Read more: ‘It’s a wonder anything gets done’: UK government pledges to rewire Treasury to streamline financial reporting

Making the Spending Review work better

The Spending Review process was developed when Tony Blair was prime minister in 1998, with Blair calling it a “new, strategic approach to public spending”.

Under the traditional spending review process, departments provide submissions to the Treasury, usually using narrative business cases. Then, Treasury spending teams – which are often made up of civil service generalists with limited subject-matter expertise – then manually review hundreds of documents, leading to an iterative “challenge process”, where departments are pushed to refine, justify and reconfigure bids.

This leads to a period of negotiation and settlement, with teams in departments and the Treasury both manually preparing detailed analysis and strategic options for ministers.

These “often convoluted negotiations” end up being codified in settlement letters from the chancellor, setting out agreed funding and performance expectations for each department.

The report concluded that this process is both “time-consuming” and carries “large opportunity costs”.

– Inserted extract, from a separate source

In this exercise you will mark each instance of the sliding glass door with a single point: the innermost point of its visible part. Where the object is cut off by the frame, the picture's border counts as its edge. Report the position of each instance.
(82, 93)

A number of changes were made to the Spending Review process for Labour’s first review since returning to government. The Treasury used internal AI tools, nicknamed HMT-GPT, to analyse departmental submissions and generate cross-cutting insights. According to the review, HMT-GPT was used to help surface thematic links between proposals, identify geographical and policy overlaps, and help connect spending plans to intended outcomes.

However, these changes are partial, and hampered by deeper structural problems. Therefore, the report called for wider reforms to address deeper structural problems with the process itself.

Read more: UK government sets out new ‘start-up’ approach to funding digital and AI projects

Five steps to better spending

To drive this reform, the report sets out the five key steps the government should take to lay the foundations for a different kind of process in two years’ time.

The recommended approach is to:

  1. Rapidly pilot the new approach with a single department, quickly building a minimum-viable version of a tool that integrates financial and performance data into a shared dashboard. This would help the Treasury to understand spending on key programmes and the department to manage it.
  2. Publish lessons learned from this exercise, including its impact on outcomes, and use them to inform a full-scale rollout across departments, rewarding early adopters with greater autonomy on spending.
  3. Build a secure web-based collaborative bid-drafting and submission tool, and test it during upcoming fiscal events.
  4. Over time, build in more advanced AI and data capabilities, including advice on bid strength, an evidence explorer and duplication detection, working closely with users to rapidly iterate and evolve the system.
  5. In time for the start of the next Spending Review cycle, develop a tool that integrates spending and performance metrics from across government, and is available to departments as well as the Treasury, the Cabinet Office and the prime minister. This should be used in regular stocktakes and Cabinet meetings, so that by the time of the next Spending Review the government is able to use the tools to operate a new kind of Strategic Review, focused on outcomes and alignment to overarching objectives.

Gilbert said implementing this approach would free civil servants from the bureaucratic burden of outdated processes, and equip them with real-time insights into programme effectiveness. “We owe it to taxpayers to make sure every pound counts,” she said. “This isn’t about spending more or less. It’s about spending better – on what works, and on what improves people’s lives.”